The more itemized deductions you can rack up on you individual income tax return, the smaller amount of taxable income you will have which now puts more money in your pocket. Taxpayers who gave money or goods to a charity should be able to claim charitable contributions which get included as an itemized deduction on their 2017 federal tax return.
For those taxpayers looking to make charitable contributions in 2018 for their 2018 taxes, the good news is that the 2017 Tax Cuts And Jobs Act made no changes to the deductibility of charitable contributions.
So whether it is for 2017 or future years, here are some important facts you need to know about claiming charitable contributions to save on taxes and withstand an IRS audit.
- Qualified Charity. Only donations to qualified charitable organizations are deductible.
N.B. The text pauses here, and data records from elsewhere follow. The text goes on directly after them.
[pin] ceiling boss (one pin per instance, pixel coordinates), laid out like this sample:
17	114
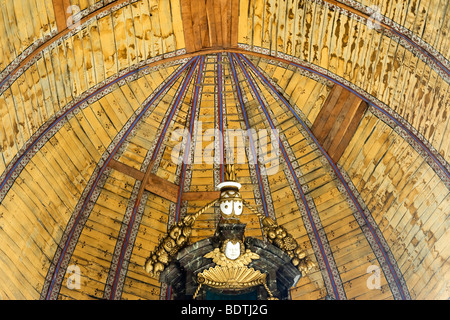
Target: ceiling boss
239	262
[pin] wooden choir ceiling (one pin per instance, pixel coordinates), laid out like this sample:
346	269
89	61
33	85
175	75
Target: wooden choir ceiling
210	24
87	178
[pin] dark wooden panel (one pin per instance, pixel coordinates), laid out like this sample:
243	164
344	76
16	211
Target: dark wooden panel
337	121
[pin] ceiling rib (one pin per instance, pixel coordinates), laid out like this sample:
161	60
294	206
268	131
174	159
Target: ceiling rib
323	251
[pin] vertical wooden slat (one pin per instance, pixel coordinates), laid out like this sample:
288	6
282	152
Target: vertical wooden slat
210	23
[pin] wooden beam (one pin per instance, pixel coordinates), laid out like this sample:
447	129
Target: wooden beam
160	186
127	170
200	196
61	15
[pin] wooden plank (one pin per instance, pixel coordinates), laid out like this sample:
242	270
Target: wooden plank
60	8
187	26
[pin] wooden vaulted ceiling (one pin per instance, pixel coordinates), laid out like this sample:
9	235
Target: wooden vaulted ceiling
358	91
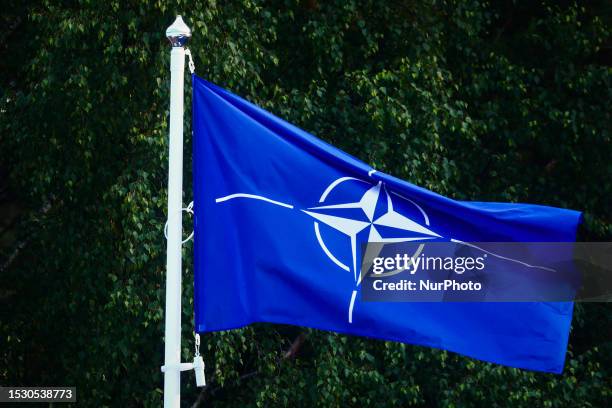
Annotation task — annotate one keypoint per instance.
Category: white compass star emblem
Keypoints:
(351, 227)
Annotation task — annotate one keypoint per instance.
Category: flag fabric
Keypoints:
(280, 217)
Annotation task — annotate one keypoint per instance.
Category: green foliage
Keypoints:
(503, 101)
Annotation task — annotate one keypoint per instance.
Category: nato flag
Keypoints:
(280, 217)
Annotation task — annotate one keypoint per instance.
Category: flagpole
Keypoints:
(178, 34)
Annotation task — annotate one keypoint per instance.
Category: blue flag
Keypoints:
(280, 217)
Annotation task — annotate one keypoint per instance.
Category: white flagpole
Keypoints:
(178, 34)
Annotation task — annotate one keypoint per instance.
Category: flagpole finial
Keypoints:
(178, 33)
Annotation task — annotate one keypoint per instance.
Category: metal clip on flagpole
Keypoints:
(178, 34)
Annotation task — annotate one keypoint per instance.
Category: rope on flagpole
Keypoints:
(188, 209)
(190, 63)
Do not merely rely on the organization’s website or what the organization may state. If you are questioning whether an organization is qualified, you can check with IRS directly through the IRS website. To check the status of a charity, use the IRS Select Check tool. Keep in mind that religious institutions including churches, synagogues, temples, and mosques are considered “de facto” charitable organizations and are eligible to receive deductible donations even if they are not on the IRS’ website. However, you can never deduct donations to political organizations and candidates. Also, you cannot deduct contributions to specific individuals no matter how deserving or sympathetic to their tragic situation.
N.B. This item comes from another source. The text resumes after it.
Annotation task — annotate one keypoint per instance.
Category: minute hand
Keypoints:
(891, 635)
- You Must Itemize. To deduct donations, you must include these donations as Itemized Deductions on Schedule A of Form 1040. If the total amount of your Itemized Deductions does not exceed the Standard Deduction already given to you by the Federal government, you won’t get any real benefit from making these donations.
- Deductible Portion Of Donation May Be Reduced. You can only deduct the amount of your donation that exceeds the fair market value of the benefit received. If you get something in return for your donation, you would have to reduce your deduction by the value you received. Examples of benefits include merchandise, meals and tickets to events.
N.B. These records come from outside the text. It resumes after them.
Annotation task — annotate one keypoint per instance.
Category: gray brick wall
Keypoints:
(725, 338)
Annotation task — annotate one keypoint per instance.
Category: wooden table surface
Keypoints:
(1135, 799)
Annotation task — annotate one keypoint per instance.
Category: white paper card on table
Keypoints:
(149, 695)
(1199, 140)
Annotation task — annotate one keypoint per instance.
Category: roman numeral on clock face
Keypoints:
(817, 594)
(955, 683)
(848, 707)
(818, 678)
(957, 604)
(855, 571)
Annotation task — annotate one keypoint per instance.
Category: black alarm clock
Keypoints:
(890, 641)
- Property donation. If you give property instead of cash, you can normally only deduct the item’s fair market value. Fair market value is generally the price you would get for the property item on the open market. Donating property that has appreciated in value, like stock, can result in a double benefit. Not only can you deduct the fair market value of the property (so long as you have owned it for at least one year), you will avoid paying capital gains tax.
- Donations From Your Retirement Account. Typically, if you want to make a donation from your IRA, you’d have to withdraw those funds, pay the tax and then make the donation. However, IRA owners who are age 70½ or older can transfer up to $100,000 per year to an eligible charity tax-free and the transfer counts toward your required minimum distribution (RMD) for the year. To be an eligible transfer, funds must be transferred directly by the IRA trustee to the charity. Withdrawing the monies first and then writing the check to the charity will not qualify for the non-recognition of income.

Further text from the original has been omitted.